The absence of nutrients during fasting and low insulin levels (also seen in ketogenic diets) drives autophagy. As seen in the journal Cell Death and Differentiation, autophagy has been well-studied as a protective measure against oxidative damage.
A review published in Frontiers in Cell and Developmental Biology also suggests that autophagy is a potential tool to fight back against the aging process.
Inflammation and immune response.
Acute inflammation is a normal part of the immune response, but chronic inflammation is associated with significant health concerns. Fasting may help downregulate inflammation by impacting the pro-inflammatory immune cells that communicate messages to turn on the inflammatory process.
Researchers from Mount Sinai discovered that IF may reduce the number of circulating monocytes (inflammatory immune cells) in your blood. Further, this study found that the monocytes found in blood from the IF group had less inflammatory activity than those found in fed subjects.
As researchers are interested in the association between monocytes and certain chronic health conditions, reductions through fasting could be a simple, non-invasive approach to drive down inflammation.
Mitochondria are often called the powerhouse of the cell because they generate energy throughout the body. When nutrients are converted to energy, they also create reactive oxygen species (free radicals) as a normal byproduct.
Mitochondrial health can also be negatively affected by various lifestyle factors or simply as a regular part of metabolism. Mitochondrial dysfunction is associated with accelerations in aging and many chronic health concerns, as described in the Journal of Integrative Medicine.

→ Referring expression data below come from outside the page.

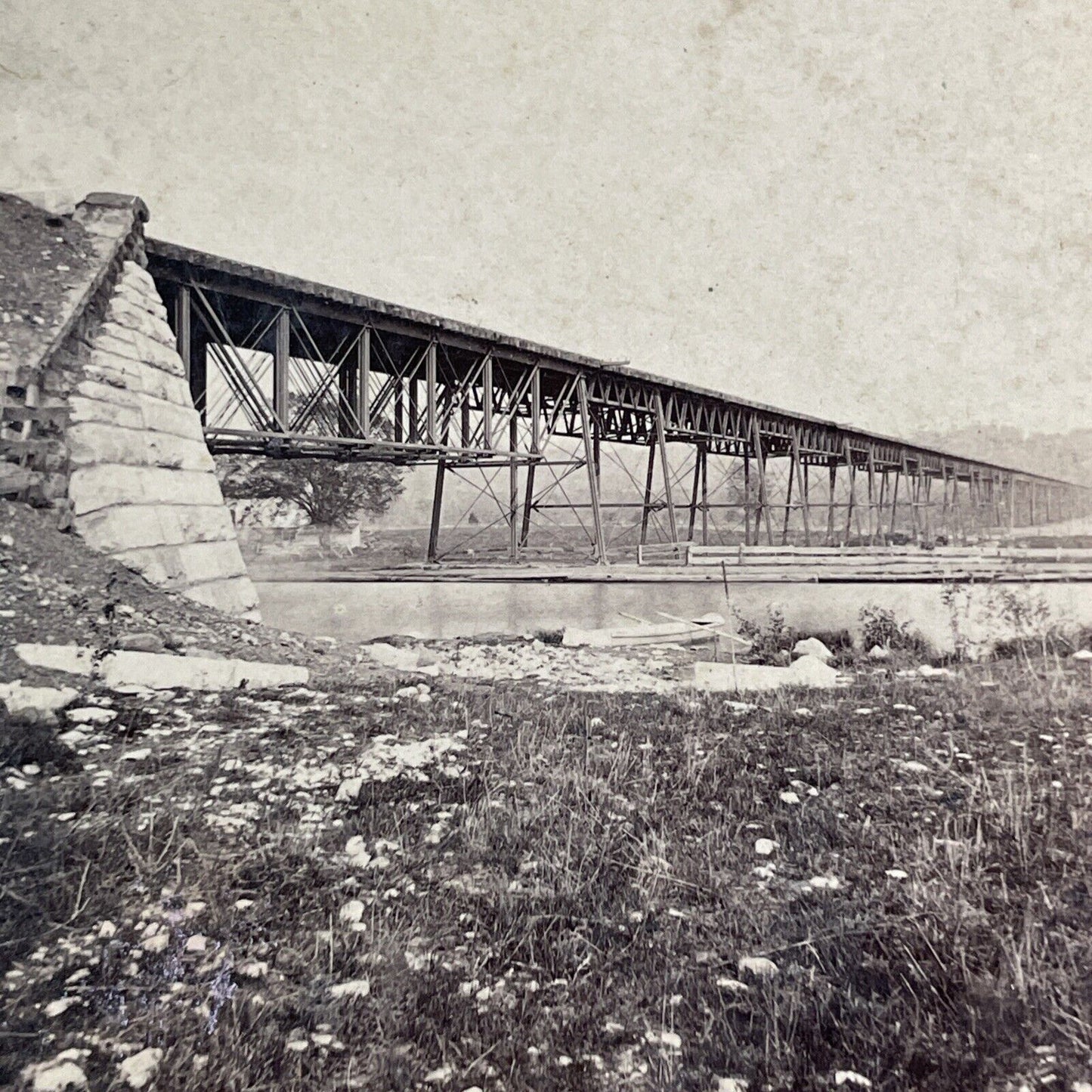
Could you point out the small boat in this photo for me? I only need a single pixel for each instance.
(675, 631)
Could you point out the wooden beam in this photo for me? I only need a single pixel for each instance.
(586, 429)
(281, 354)
(434, 530)
(662, 444)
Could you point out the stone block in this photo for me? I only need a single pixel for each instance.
(93, 442)
(162, 416)
(135, 296)
(181, 566)
(135, 318)
(166, 388)
(159, 672)
(137, 277)
(104, 486)
(122, 411)
(193, 673)
(129, 342)
(235, 595)
(124, 527)
(132, 527)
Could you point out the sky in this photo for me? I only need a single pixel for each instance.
(871, 211)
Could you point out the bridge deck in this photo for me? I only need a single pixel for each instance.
(286, 368)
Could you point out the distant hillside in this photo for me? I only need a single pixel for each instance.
(1058, 454)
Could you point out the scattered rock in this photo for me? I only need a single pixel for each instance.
(57, 1075)
(35, 704)
(358, 988)
(162, 672)
(812, 647)
(139, 1069)
(140, 642)
(91, 714)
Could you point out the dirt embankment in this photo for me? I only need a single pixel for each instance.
(54, 590)
(382, 883)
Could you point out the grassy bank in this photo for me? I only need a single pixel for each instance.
(565, 892)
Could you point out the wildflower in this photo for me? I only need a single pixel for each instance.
(352, 912)
(139, 1069)
(758, 966)
(849, 1077)
(667, 1038)
(357, 988)
(733, 985)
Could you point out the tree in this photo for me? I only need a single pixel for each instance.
(329, 493)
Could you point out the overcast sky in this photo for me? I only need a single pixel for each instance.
(869, 210)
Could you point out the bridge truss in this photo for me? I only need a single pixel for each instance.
(574, 458)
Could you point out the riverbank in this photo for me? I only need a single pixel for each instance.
(449, 885)
(394, 880)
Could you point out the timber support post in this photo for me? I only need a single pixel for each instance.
(593, 485)
(434, 529)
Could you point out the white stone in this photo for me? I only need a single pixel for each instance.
(193, 673)
(91, 714)
(184, 564)
(139, 1069)
(93, 401)
(849, 1077)
(135, 527)
(758, 966)
(128, 340)
(58, 1075)
(235, 595)
(358, 988)
(73, 659)
(400, 660)
(135, 296)
(127, 314)
(35, 702)
(806, 672)
(95, 487)
(812, 647)
(91, 442)
(139, 277)
(159, 672)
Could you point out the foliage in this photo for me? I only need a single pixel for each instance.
(771, 641)
(330, 493)
(880, 627)
(572, 908)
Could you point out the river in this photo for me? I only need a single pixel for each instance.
(366, 610)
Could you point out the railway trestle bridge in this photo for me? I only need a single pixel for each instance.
(574, 456)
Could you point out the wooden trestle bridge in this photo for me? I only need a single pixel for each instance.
(285, 368)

Fasting can support mitochondrial function, cleaning up free radical byproducts through autophagy. Research published in Molecular and Cellular Biochemistry found that fasting also increases NAD+ , which stimulates sirtuin activity.
Sirtuins are proteins associated with many healthy aging benefits, including the support of mitochondrial function and adaptations to stress. They may also play a role in the regulation of autophagy as documented in Experimental and Molecular Medicine.
Downregulates mTOR activity.
The mammalian target of rapamycin (mTOR) is a signaling pathway that helps with cellular growth and metabolism. Fasting turns off mTOR activity which is one autophagy, allowing for the growth of new, healthy cells.
Once nutrients are reintroduced during the feeding window, mTOR can turn back on and regenerate new healthy cells, but only after the body has had a chance to clear out any that are damaged.
Nrf2 is a protein that turns genes on or off, activated in response to oxidative stress to protect against free radical damage.
A review article published in Frontiers in Pharmacology found that while Nrf2 levels naturally decline with age, fasting activates Nrf2, contributing to the clean-up of reactive oxygen species in the body.
It also plays a vital role in healthy detoxification and is associated with neuroprotective benefits through its antioxidant activity, as seen in a review from ASN Neuro.
Intermittent fasting is a flexible wellness tool.
Intermittent fasting may be a simple way to support your health through the cellular adaptations that happen when the body is forced to go without nutrients. A conversation with your healthcare practitioner is always a good idea before starting, but IF provides a flexible framework to benefit from these changes without longer-term caloric deprivation.
While everyone responds differently, and some will benefit from shorter or less frequent fasts, IF can be a simple, effective tool to add to your wellness practice.